3.3.1.3 The personal identification number (PIN) and the PIN block are not stored upon completion of the authorization process.

Defined Approach Requirements

3.3.1.3 The personal identification number (PIN) and the PIN block are not stored upon completion of the authorization process.

Customized Approach Objective

This requirement is not eligible for the customized approach.

Applicability Notes

PIN blocks are encrypted during the natural course of transaction processes, but even if an entity encrypts the PIN block again, it is still not allowed to be stored after the completion of the authorization process.

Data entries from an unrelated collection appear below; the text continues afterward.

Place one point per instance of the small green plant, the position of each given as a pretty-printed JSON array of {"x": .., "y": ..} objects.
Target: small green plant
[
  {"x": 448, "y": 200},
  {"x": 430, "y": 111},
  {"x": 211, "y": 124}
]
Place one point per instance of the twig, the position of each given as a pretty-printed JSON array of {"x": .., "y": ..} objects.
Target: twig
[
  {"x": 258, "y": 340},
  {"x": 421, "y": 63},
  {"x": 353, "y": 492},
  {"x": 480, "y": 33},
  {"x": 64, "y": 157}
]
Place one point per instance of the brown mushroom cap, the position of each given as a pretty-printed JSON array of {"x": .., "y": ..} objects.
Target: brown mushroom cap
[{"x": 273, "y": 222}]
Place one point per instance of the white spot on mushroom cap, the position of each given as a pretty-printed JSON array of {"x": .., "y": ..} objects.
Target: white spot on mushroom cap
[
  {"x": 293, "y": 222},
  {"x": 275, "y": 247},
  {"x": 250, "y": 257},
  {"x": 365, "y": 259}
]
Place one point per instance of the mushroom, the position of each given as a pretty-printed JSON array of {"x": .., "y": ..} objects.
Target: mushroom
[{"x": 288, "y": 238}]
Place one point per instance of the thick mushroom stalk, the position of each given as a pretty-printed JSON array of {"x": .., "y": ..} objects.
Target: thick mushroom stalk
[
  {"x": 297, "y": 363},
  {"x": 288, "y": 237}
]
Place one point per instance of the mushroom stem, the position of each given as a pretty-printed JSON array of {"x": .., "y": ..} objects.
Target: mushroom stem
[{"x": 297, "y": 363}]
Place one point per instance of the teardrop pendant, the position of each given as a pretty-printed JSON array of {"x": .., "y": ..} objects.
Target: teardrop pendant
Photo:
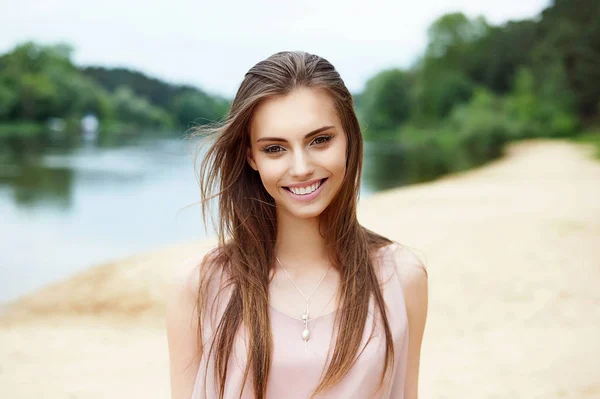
[{"x": 305, "y": 334}]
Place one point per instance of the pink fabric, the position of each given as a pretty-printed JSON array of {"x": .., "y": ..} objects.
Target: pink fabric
[{"x": 296, "y": 371}]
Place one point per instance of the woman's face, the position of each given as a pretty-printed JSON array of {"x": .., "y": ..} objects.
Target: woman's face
[{"x": 298, "y": 147}]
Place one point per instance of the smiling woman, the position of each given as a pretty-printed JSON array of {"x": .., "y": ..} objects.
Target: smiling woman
[{"x": 298, "y": 300}]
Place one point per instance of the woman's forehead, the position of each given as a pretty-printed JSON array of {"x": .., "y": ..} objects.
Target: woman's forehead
[{"x": 293, "y": 115}]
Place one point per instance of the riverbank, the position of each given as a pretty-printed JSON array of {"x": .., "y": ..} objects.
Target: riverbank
[{"x": 512, "y": 250}]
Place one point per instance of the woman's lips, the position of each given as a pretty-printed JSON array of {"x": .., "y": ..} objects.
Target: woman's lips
[{"x": 307, "y": 197}]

Defined Approach Testing Procedures

3.3.1.3 Examine data sources, to verify that PINs and PIN blocks are not stored upon completion of the authorization process.

Purpose

PIN and PIN blocks should be known only to the card owner or entity that issued the card. If this data is stolen, malicious individuals can execute fraudulent PIN-based transactions (for example, in-store purchases and ATM withdrawals). Not storing this data reduces the probability of it being compromised.

Examples

Data sources to review to ensure that PIN and PIN blocks are not retained upon completion of the authorization process include, but are not limited to:

• Incoming transaction data.
• All logs (for example, transaction, history, debugging, error).
• History files.
• Trace files.
• Database schemas.
• Contents of databases, and on-premise and cloud data stores.
• Any existing memory/crash dump files.